= Edmund Pascha =

Edmund Pascha (1714 – 6 May 1772) was a preacher, organist and composer. He used the pen name Claudianus Ostern.

==Life==
Edmund Pascha was born in 1714 in Kroměříž, the Moravian musical centre of that time. Aged 17, he entered the Franciscan monastery at Hlohovec (western Slovakia). He studied philosophy at Beckov (western Slovakia) and theology at Uherské Hradiště (eastern Moravia). In addition to his native language he also managed Latin, German, Italian and some Hungarian. He practised music and preaching in several Franciscan monasteries of the order’s Salvatorian province, notably at Prešov (eastern Slovakia) and lastly at Žilina (northwestern Slovakia), where he died on 6 May 1772, following many years of painful illness.

==Works==
Pascha's compositions of Slovak passionals, pastoral masses and Christmas carols exemplify Slovak Baroque music and reference Slovak literature. In his musical textbooks, he highlighted Christmas folklore and Slovak folk songs with Christmas and Easter themes.

His musical works include a few textbooks in manuscript. The so-called Žilinský kancionál (ca. 1770) contained two manuscript textbooks. The first was Harmonia pastoralis (Pastierska harmónia), a Latin Slovak Christmas mass in Slovak, exclusively folk pastorela and carols, and also a Latin antiphony Tota pulchra (Celá krásna). The second, titled Prosae pastorales (Pastierske spevy), contained 25 carols for Christmas and New Year. Among them is the carol Do hory, do lesa, valasi.

The best known of Pascha's works is Vianočná omša F-dur (Christmas mass in F Major) from the Harmonia Pastoralis. It is a unique work of Slovak Baroque music. It reflects elements of Slovak folk music and shepherd songs. It is notable for its challenging organ interludes, solo duets and vocal trios, intermixed with a cappella choral parts. It features parts for clarinets, flutes and shepherds' tubas (tuba pastoralis). Music historian Terray maintains that his Christmas mass is unparalleled for its charm, originality, and power. Vjda in 1969 called it a "jewel of [the] musical past".

Preserved in manuscript form are his three passions, Prešovský (1770), Pruštiansky (1771), and Žilinský (1771), which contain responsive parts for four voices, in Slovak. The manuscripts are illustrated by the author. The words are made up of simple meditations from Baroque poetry. Baroque folk music from carols and pastorales combine with elements of other folk musical expressions and shepherd songs. He developed folk elements in melodic, rhythmic, and harmonic structure and also in organ parts. However, his solos and duets have their origin in Baroque, almost reflecting the work of Johann Sebastian Bach. It is possible to find in it elements of earlier Classicist music.

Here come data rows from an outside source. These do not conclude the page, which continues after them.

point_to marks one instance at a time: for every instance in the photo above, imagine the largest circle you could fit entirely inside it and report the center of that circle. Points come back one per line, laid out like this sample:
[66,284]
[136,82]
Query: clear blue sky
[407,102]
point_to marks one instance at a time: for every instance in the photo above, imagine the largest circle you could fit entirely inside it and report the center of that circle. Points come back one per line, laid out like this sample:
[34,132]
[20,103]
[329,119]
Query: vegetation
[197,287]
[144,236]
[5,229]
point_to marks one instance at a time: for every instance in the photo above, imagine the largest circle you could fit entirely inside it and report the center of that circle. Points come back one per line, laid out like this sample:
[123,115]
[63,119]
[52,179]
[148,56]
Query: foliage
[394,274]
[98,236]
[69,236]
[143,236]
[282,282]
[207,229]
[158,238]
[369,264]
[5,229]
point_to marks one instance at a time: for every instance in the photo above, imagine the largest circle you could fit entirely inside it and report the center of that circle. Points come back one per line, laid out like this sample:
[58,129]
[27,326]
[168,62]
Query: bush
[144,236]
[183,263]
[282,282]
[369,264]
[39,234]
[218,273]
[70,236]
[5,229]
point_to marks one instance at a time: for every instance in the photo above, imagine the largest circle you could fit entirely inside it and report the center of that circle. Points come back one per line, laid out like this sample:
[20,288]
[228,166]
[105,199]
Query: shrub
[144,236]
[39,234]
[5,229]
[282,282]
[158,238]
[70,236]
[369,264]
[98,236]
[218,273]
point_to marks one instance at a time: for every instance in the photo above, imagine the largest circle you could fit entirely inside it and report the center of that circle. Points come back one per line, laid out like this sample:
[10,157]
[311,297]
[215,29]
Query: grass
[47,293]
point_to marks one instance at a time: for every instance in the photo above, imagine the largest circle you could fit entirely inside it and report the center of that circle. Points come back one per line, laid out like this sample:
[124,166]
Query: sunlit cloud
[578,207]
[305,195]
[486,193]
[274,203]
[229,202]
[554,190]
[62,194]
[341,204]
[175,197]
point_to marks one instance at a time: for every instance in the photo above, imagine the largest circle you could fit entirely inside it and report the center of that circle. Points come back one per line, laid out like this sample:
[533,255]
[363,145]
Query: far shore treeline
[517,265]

Unsubstantiated speculation asserts that Pascha was not the author of these works, but that they were composed by another Franciscan organist, composer and copyist, Jozef Juraj Zrunek (1736–1789).

==Bibliography==
- Harmónia Pastoralis – Prosae pastorales. Notated Latin Slovak manuscript with two parts made out in 1770 in Žilina;
- Prešovský pašionál. Notated Slovak manuscript from 1770;
- Prušiansky pašionál. Notated Slovak manuscript from 1771;
- Žilinský pašionál. Notated Slovak manuscript from 1771 in Žilina.
Listed music except Prušiansky pašionál is stored in Literárny archív Matice slovenskej in Martin. Prušiansky is stored in Štátny archív v Bytči.